The dependence of mechanical properties on microscopic interactions remains a central problem in the physics of disordered solids near the jamming transition. We numerically and theoretically investigate the mechanical response of jammed cohesive granular materials using discrete element simulations and effective medium theory (EMT). We find that the shear modulus exhibits pronounced hysteresis under compression and decompression, even though the interparticle force law itself is strictly history-independent. While such hysteresis disappears for purely repulsive particles when mechanical properties are characterized in terms of pressure, it persists in cohesive packings, indicating that pressure is not a unique state variable for cohesive particles. Extending EMT to cohesive interactions, we show that the functional form of the shear modulus remains the same for both repulsive and cohesive particles, but that attractive interactions violate marginal stability. The resulting deviation from marginal stability generates excess rigidity, as predicted by a scaling relation.

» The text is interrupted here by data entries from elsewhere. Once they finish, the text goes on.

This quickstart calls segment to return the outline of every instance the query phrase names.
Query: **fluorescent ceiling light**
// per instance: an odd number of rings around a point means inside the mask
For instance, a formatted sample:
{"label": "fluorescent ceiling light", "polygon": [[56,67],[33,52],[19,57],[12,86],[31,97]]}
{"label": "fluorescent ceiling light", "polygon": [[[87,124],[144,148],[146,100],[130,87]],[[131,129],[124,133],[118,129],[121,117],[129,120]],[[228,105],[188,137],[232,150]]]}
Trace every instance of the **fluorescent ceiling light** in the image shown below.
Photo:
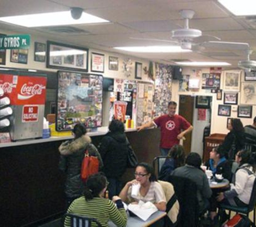
{"label": "fluorescent ceiling light", "polygon": [[148,46],[116,47],[115,49],[138,53],[181,53],[191,52],[190,49],[182,49],[179,46]]}
{"label": "fluorescent ceiling light", "polygon": [[84,12],[80,19],[75,20],[70,11],[4,17],[0,17],[0,20],[28,27],[109,22]]}
{"label": "fluorescent ceiling light", "polygon": [[229,63],[221,61],[177,61],[175,63],[185,66],[225,66],[231,65]]}
{"label": "fluorescent ceiling light", "polygon": [[218,1],[236,16],[256,15],[254,0],[218,0]]}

This prediction is quantitatively verified by numerical simulations and explains the persistent hysteresis in cohesive packings.

Paper Structure

This paper contains 11 sections, 43 equations, 12 figures.

Figures (12)

  • Figure 1: (a) Pressure $p$ as a function of the packing fraction $\phi$ for cohesive particles (main panel) and repulsive particles (inset). (b) Shear modulus $G$ as a function of $\phi$ for cohesive particles (main panel) and repulsive particles (inset). (c) Shear modulus $G$ as a function of $p^{1/2}$ for cohesive and repulsive particles. Compression and decompression data are shown by open and closed symbols, respectively. The packing fraction $\phi_{p=0}$ where the pressure vanishes is indicated by black pentagons. The solid line in (c) indicates the expected scaling $G \propto p^{1/2}$ for repulsive particles.
  • Figure 2: Schematic of the static interparticle force $f(r)$ as a function of the interparticle distance $r$. The repulsive (i), stabilizing attractive (ii), and locally destabilizing (iii) regimes are indicated by different shaded regions.
  • Figure 3: Marginal stability and its breakdown in repulsive ($\alpha=0$) and cohesive ($\alpha>0$) packings, compared with EMT predictions. Open and closed symbols correspond to decompression and compression, respectively. (a) Pressure $p$ as a function of $Z-Z_{\rm iso}$. The solid line indicates the marginal-stability condition $p=p_{\rm c}(Z)$. The shaded region indicates EMT-stable states satisfying $p\le p_{\rm c}(Z)$. (Inset) vDOS $D(\omega)$ for cohesive particles at $\phi=0.60$ during compression. The symbols and solid line represent the spectra obtained from the original and unstressed Hessians, respectively. (b) Shear modulus $G$ as a function of $Z-Z_{\rm iso}$. The solid line represents the bare shear modulus $G=G_0(Z)$ introduced in EMT. (c) Scaling plot of the excess rigidity $(G-G_0)/G_0$ as a function of the deviation from marginal stability $(p_{\rm c}-p)/p_{\rm c}$ for cohesive packings, testing the EMT prediction. The solid line represents the EMT prediction, Eq. \ref{['eq:general_scaling']}. The color of the symbols represents the packing fraction $\phi$.
  • Figure S1: Enlarged view of the low-pressure regime of Fig. \ref{['P_G']}(a), showing the pressure $p$ as a function of the packing fraction $\phi$. Compression and decompression data are shown by open and closed symbols, respectively. The packing fraction $\phi_{p=0}$ where the pressure vanishes is indicated by black pentagons.
  • Figure S2: Shear modulus $G$ as a function of the pressure $p$ for cohesive particles. The region with negative pressure ($p<0$) is highlighted by the blue shaded area.